La démission en bloc des trois membres indépendantes du C.A. de l'Agence métropolitaine de transport(AMT) pourrait être un premier pas vers une transformation majeure de cet organisme, et vers une nouvelle distribution des rôles dans la planification des transports en commun métropolitains.

En entrevue à La Presse, le ministre des Transports du Québec, Sylvain Gaudreault, a reconnu hier que les problèmes de gouvernance de l'AMT, qui ont entraîné ces démissions, sont connus de son gouvernement depuis un an. Selon lui, il avait été convenu, en 2012, que la question serait abordée dans la future Politique québécoise de mobilité durable (PQMD) dont le dépôt est attendu cet automne.

M. Gaudreault a assuré hier que cette politique sera rendue publique «d'ici quelques semaines» et qu'elle proposera une solution aux problèmes de gouvernance «qui ne sera pas nécessairement celle qui m'a été suggérée par l'AMT en juin dernier».

«Pas conforme à la loi»

Il en a profité pour fustiger l'ancien gouvernement libéral, qui connaissait aussi cette situation et qui n'a rien fait pour y remédier après avoir pourtant adopté, en 2006, une loi sur la gouvernance des sociétés d'État qui prescrivait des règles précises pour la formation de leur conseil d'administration. L'AMT ne s'y est jamais conformée, à tel point qu'elle serait aujourd'hui, selon M. Gaudreault, la «seule société d'État qui ne soit pas conforme à la loi».

Le conseil d'administration de cette agence provinciale qui emploie 380 personnes et dont le budget annuel s'est élevé, l'an dernier, à 212 millions est présentement composé de sept personnes: son président et directeur général, Nicolas Girard, trois élus municipaux dont un de la Ville de Montréal, et trois membres indépendants provenant du milieu socioéconomique.

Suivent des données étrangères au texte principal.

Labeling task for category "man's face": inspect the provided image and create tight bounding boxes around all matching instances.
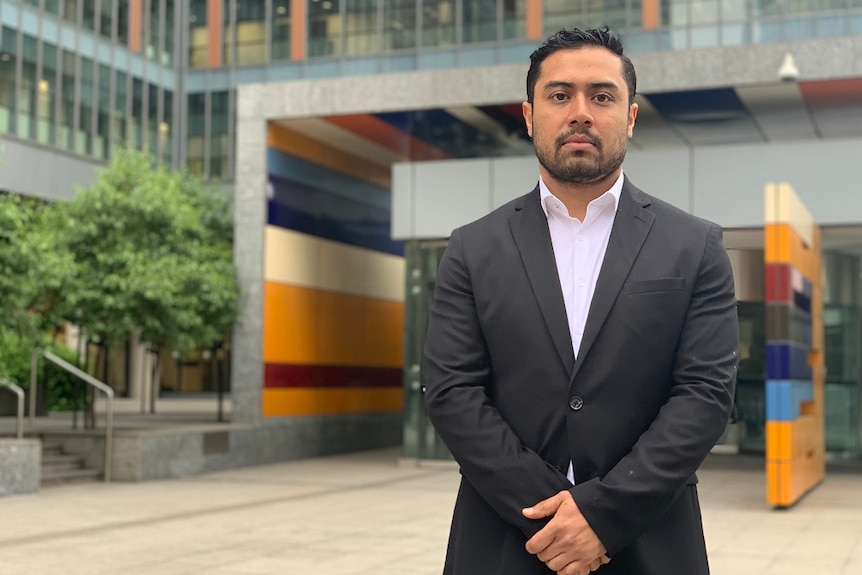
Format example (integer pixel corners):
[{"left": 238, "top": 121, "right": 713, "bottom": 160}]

Ce sont ces trois membres qui ont démissionné en bloc cette semaine, comme l'a révélé La Presse hier. L'une d'entre elles, Mme Martine Corriveau-Gougeon, siégeait au C.A. de l'AMT depuis 2003 et était présidente du comité de vérification interne. Les deux autres, Louise Fecteau et Céline Garneau, y ont été nommées en 2011 par Québec.

Leur départ en bloc à quelques semaines du dépôt d'une politique qui doit régler les problèmes de gouvernance qu'elles dénoncent a relancé hier les spéculations sur l'avenir de cette agence, créée en 1996 pour planifier le développement des transports collectifs à l'échelle métropolitaine.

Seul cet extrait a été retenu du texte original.